On the plus side, however, I’m significantly calmer. Again, I’m not sure why, if it’s the intense yoga practice, more exercise in general which quiets the hamster wheel of my brain, or if I’m just flat out too tired to get anxious. I’m riding along heavily traveled streets in which traffic moves at 45 MPH, at least, so listening to music while I ride is out of the question; maybe I’m just more alert in general. Less zoned out and in my head. I’m spending less time online because two+ hours on the bike and in yoga is two+ hours I’m not in front of my computer. A dear friend got a cancer diagnosis earlier in the week, which got me thinking about priorities, always a good thing to examine every so often.
Whatever the cause, and it’s probably a combination of all these things, the first four days of this challenge have surprised me. I expected the yoga to ease some common computer/desk job aches and pains. I didn’t expect to notice the sky over my subdivision, or the supermoon. Right now I’m about to head out to the local astronomy club’s monthly gathering. The moon is just past full, Pleiades meteor shower peaks tonight, and the skies are finally clear. I started the morning biking under the stars, and I’ll end it star-gazing. The in between was pretty good, too. Let’s hope my hamstrings are happier tomorrow.
Yoga: check. Biking: triple check (coffee shop and back, yoga studio and back, school and back).
In the last seventy-two hours I’ve taken four hours of hot yoga when I normally take maybe one class a week. I’m sore. Really sore. On the plus side, the tendinitis in my left arm is gone, and my right hand is significantly better. I can’t say the same for my hamstrings. Mr C managed to knee me in the back of the leg last night. I know this only because rather than saying “ouch” I howled with pain. The yoga instructors assure me the “tenderness” will subside, and I’ll start feeling “better and better”. I’ll take their word for it, and perhaps add a few minutes with a heating pad to my reading tonight.
I biked to the coffee shop this morning with the pale white super moon setting in the west. One of our vacations this summer was to a “star party”, which is basically a gathering of telescope/astronomy-loving mostly dudes taking advantage of summer weather and dark skies to set up together and do some epic star-gazing. We had a blast. Seeing the moon this morning reminded me to get out the binoculars and take a closer look tonight. I hope you have a few minutes to do the same!

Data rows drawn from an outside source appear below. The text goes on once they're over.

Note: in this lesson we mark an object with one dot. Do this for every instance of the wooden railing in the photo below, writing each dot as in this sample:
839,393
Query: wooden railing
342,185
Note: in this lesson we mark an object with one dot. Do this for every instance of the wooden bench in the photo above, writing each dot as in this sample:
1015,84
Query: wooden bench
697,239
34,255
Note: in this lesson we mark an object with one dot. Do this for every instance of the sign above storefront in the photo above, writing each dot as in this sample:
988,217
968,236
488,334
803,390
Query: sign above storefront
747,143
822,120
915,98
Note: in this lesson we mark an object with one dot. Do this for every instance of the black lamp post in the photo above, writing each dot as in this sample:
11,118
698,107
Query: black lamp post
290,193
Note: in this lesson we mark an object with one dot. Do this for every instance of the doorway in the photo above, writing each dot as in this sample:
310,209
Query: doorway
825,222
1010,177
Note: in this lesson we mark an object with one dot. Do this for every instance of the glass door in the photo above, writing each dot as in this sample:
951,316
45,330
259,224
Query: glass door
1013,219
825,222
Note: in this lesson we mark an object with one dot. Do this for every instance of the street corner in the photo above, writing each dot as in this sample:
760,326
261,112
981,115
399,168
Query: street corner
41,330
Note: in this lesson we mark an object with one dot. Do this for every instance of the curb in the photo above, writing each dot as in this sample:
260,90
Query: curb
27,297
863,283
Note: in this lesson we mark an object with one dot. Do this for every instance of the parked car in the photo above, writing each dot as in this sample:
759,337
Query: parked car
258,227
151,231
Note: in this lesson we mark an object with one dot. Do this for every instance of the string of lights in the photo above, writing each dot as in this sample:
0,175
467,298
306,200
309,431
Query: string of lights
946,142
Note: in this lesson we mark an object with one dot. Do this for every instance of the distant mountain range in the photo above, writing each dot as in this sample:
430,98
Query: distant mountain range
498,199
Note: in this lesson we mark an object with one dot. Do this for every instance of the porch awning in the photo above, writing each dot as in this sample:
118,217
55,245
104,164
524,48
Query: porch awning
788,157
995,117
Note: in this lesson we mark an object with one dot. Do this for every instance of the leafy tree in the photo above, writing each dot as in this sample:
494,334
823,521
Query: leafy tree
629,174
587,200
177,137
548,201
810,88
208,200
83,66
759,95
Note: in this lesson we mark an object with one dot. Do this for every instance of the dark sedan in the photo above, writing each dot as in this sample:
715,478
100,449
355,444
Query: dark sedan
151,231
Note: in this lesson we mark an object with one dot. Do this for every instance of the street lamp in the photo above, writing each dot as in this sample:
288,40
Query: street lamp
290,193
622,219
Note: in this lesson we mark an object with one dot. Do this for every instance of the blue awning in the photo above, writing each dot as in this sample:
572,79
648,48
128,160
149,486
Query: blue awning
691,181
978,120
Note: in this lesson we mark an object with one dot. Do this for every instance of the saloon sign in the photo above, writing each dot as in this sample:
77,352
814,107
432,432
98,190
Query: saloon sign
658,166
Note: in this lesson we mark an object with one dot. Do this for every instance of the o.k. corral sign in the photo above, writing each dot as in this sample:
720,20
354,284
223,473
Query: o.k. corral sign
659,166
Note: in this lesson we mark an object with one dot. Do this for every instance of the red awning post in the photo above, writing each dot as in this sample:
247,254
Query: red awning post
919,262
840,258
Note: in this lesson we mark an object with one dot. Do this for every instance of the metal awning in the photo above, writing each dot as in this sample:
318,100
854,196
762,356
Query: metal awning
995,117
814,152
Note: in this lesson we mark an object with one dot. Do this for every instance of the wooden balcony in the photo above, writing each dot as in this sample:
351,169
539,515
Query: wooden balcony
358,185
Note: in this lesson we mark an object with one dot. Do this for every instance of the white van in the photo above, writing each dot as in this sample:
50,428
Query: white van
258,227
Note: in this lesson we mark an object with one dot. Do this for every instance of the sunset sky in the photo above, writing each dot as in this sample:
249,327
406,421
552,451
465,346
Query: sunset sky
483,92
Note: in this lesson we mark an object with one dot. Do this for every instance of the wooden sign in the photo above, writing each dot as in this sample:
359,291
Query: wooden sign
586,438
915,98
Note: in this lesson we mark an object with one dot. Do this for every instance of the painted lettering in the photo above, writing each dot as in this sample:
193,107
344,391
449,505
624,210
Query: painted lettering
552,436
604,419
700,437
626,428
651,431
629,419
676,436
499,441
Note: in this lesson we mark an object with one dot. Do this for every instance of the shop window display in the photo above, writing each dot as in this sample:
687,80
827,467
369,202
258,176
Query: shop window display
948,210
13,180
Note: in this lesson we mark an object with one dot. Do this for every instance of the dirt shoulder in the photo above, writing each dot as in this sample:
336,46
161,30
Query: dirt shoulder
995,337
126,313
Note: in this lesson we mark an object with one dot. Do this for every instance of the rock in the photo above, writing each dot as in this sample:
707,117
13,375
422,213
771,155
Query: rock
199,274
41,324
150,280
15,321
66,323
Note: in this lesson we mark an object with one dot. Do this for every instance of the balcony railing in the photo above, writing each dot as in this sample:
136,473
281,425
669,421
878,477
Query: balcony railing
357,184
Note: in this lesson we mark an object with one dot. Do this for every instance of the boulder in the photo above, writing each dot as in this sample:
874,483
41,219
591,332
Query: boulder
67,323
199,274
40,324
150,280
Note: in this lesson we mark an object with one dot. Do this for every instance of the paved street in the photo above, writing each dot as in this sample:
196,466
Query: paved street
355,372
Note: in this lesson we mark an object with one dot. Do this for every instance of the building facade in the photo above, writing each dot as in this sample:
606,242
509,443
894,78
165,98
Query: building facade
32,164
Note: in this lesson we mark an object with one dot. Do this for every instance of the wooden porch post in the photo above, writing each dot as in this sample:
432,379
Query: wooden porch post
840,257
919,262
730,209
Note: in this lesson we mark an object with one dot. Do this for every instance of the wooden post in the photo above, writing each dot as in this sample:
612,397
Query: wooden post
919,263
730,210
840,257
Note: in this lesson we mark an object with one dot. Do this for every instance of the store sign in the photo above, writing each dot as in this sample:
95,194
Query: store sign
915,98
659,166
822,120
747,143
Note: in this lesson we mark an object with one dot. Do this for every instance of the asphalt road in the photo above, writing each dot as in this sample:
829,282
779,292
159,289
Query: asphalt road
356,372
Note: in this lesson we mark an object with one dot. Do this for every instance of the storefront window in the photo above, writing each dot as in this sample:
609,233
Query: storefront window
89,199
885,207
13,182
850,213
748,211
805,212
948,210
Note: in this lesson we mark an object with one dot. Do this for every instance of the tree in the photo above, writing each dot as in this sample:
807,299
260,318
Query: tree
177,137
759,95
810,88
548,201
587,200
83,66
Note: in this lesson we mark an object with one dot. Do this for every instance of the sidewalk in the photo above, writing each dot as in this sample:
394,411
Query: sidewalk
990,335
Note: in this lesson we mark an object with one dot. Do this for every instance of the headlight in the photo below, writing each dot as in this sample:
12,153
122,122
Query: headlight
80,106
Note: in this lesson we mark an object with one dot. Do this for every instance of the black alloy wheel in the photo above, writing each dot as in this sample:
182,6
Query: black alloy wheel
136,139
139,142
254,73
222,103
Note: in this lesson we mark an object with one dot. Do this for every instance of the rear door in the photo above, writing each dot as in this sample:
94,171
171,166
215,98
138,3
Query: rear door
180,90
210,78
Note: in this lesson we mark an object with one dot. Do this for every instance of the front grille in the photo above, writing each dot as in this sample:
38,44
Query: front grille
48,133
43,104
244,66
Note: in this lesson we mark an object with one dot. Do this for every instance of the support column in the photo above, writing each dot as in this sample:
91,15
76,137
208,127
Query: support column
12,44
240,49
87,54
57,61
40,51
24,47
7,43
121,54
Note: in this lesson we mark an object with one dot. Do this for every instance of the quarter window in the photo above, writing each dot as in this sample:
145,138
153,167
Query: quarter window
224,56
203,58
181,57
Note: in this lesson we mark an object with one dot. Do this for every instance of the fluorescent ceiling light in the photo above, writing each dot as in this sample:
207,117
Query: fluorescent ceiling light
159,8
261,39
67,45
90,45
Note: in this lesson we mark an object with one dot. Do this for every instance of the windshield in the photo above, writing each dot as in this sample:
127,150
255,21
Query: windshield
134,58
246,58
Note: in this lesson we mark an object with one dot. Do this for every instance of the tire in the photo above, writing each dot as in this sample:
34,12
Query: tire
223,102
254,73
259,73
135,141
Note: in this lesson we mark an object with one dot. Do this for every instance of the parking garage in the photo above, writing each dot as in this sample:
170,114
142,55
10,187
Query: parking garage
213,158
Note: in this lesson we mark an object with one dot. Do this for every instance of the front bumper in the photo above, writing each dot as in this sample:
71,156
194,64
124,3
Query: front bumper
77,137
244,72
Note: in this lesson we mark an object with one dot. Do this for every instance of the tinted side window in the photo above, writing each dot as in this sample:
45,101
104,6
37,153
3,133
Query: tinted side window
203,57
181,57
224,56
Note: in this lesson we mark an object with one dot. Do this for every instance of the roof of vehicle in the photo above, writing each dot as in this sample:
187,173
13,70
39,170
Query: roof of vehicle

Yoga: check. Biking: check.
The days are getting shorter. I biked to class this morning on silent streets in cloudy pre-dawn lit most vividly by a rabbit’s white tail flashing down into the trees and brush crowded at the bottom of the ravine. I mentally added a headlight and maybe a reflective jacket to my growing list of necessary accessories.
I can’t remember the last time I took hot yoga class two days in a row. I’m sore, and my left knee already feels a bit strained; unless I ‘m completely inactive, that knee always finds a way to remind me that I’m not twenty. Bikram says you can mess with the gods, but not with your knees. In class I ignored the teacher’s exhortations to push PUSH PUSH! beyond my edge. Today I looked through the sweat running into my eyes at the edge from a careful distance back.
I’ve started watching the weather like a farmer, or a sailor, but after hot yoga, a steady rain can’t soak me any more thoroughly. The fenders keep the muddy street water from spattering my back, and the rain rinsed me clean. I squelched through the door to fresh scratch waffles, and the rather delightful knowledge I don’t have to go anywhere else today under my own power. Naomi Novik’s Blood of Tyrants will provide enough energy and excitement for a rainy Sunday afternoon.